In the meantime, real estate attorneys representing sellers remain uniform in their warnings to the real estate industry and insistence on contracts with language similar to the following, which legal counsel for a client of mine recently included in a sales contract:
No Rental Representations: Buyer hereby acknowledges and agrees that: (a) no representations have been made by seller or its agents as to the feasibility of renting the property or otherwise generating income or deriving economic benefit from ownership of the property; (b) seller and its agents have made no representations contrary to this section with respect to the tax treatment or other economic benefit or consequence relating to the purchase of the property; (c) seller may, as a condition of closing, require of buyer or anyone else connected in any way with the offer to sell and the purchase of the property, the execution and delivery to seller of such waivers, affidavits, or other documents as may be required to satisfy seller that the offer to sell and the purchase of the property are not in violation of any federal or state securities laws or regulations.
Yet some real estate agents knowingly or unknowingly aid and abet, if not encourage, the consumer in making a purchasing decision through the reliance on rental representations and projections often presented by the agent. These representations are, in many cases, in complete violation of the purchase agreement and SEC laws. Once a real estate agent communicates to the purchaser the possibility of renting or otherwise generating income from ownership of the property, the purchaser may no longer be acquiring real estate, but rather a security.
We are entering an entirely new age of vacation homebuyer expectations and realities. Knowing that the sale of a property can easily evolve into the sale of a security, agents need to retool and, through industry associations, receive education on the intersection of SEC laws and the sale of real estate.

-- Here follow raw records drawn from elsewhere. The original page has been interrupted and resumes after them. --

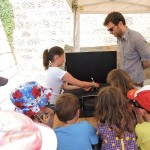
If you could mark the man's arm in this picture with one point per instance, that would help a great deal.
(146, 64)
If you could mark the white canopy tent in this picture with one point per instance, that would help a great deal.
(79, 7)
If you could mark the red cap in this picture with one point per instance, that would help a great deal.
(142, 96)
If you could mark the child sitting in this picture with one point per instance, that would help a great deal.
(141, 101)
(115, 126)
(30, 99)
(72, 135)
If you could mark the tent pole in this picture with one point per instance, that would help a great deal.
(76, 32)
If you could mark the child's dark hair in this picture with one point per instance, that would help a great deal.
(111, 108)
(48, 55)
(119, 78)
(114, 17)
(66, 107)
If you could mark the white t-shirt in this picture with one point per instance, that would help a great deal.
(54, 80)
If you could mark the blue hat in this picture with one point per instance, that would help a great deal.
(30, 97)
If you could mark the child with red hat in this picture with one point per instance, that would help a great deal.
(141, 101)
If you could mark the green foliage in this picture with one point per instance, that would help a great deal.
(6, 16)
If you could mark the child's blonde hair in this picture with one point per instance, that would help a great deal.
(111, 108)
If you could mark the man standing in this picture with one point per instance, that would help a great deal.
(135, 56)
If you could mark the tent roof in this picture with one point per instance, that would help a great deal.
(106, 6)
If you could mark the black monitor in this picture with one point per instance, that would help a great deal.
(87, 65)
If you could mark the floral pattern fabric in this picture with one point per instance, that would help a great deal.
(30, 97)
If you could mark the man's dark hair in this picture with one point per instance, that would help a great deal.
(114, 17)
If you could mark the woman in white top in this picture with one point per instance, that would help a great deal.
(57, 78)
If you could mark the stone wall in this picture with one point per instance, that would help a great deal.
(41, 24)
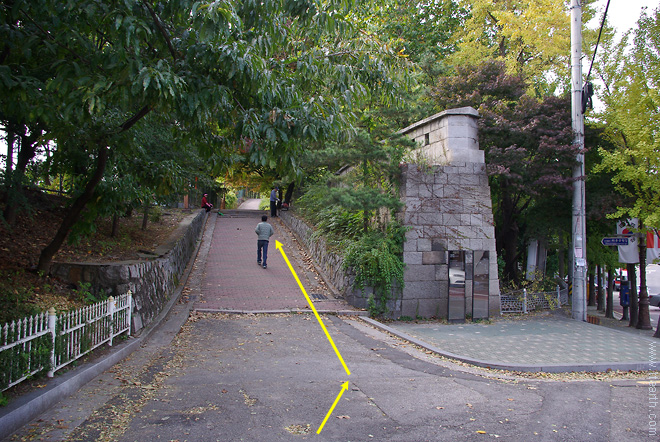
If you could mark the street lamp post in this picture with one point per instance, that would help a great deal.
(578, 223)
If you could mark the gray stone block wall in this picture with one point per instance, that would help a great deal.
(152, 281)
(447, 207)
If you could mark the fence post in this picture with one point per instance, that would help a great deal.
(52, 325)
(129, 315)
(111, 313)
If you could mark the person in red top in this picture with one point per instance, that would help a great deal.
(205, 203)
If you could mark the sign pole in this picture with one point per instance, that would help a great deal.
(579, 234)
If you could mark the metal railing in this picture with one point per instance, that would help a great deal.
(48, 341)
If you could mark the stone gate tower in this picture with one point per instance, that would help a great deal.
(450, 255)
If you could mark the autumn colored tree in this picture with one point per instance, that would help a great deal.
(531, 37)
(528, 147)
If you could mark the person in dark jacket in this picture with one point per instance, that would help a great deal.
(264, 231)
(205, 203)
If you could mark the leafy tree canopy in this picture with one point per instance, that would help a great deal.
(632, 84)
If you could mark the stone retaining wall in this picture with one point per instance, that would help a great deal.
(330, 264)
(152, 280)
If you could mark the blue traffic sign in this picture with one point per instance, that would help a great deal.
(614, 241)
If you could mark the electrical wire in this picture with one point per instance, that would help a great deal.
(602, 24)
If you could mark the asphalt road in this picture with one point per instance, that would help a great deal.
(275, 378)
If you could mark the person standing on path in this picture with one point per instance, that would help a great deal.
(264, 231)
(205, 203)
(273, 202)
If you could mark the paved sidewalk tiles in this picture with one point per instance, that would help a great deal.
(234, 281)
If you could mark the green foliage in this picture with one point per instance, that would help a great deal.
(231, 200)
(214, 83)
(377, 262)
(156, 214)
(632, 78)
(14, 298)
(85, 293)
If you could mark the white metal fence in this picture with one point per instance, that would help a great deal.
(48, 342)
(521, 301)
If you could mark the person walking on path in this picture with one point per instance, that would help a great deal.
(264, 231)
(205, 203)
(273, 202)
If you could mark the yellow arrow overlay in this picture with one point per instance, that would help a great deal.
(278, 245)
(344, 387)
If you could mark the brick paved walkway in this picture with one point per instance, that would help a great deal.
(232, 280)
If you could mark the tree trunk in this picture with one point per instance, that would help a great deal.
(592, 288)
(600, 297)
(14, 196)
(609, 308)
(145, 216)
(115, 226)
(289, 193)
(74, 211)
(507, 238)
(11, 136)
(643, 318)
(634, 305)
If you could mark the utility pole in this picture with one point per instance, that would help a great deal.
(578, 225)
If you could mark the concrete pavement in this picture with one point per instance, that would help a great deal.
(274, 377)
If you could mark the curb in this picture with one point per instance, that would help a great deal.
(547, 368)
(282, 311)
(26, 408)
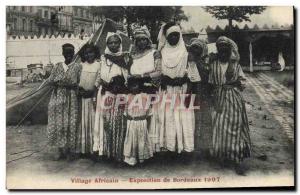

Why the urgency? As states reopen, many owners of vacation rental properties are already in the red and upside down. As a consequence, a wave of foreclosures may ensue, and legal action potentially involving the agent may be in store.
If R stands for Realtor, it also stands for resilient, responsive and reliable. Let’s get the reliable element right because our clients and customers now and in the future look to the real estate agent to both uphold the law and help them make informed decisions. To increase our reliability as an industry, the National Association of Realtors, state associations and principal brokers need to acknowledge the risk of violating securities law by offering agent training on the topic.
By doing so, the industry will show that it takes this issue seriously, on a level akin to each state’s mandatory disclosure laws. In-office training and mandatory continuing education courses should inform the agent of the danger inherent in offering pro formas and other documents purporting income potential for vacation rental properties, as well as what the buyer’s due diligence responsibilities are. Knowing the law and acting accordingly will add the reliability that consumers need from any real estate agent.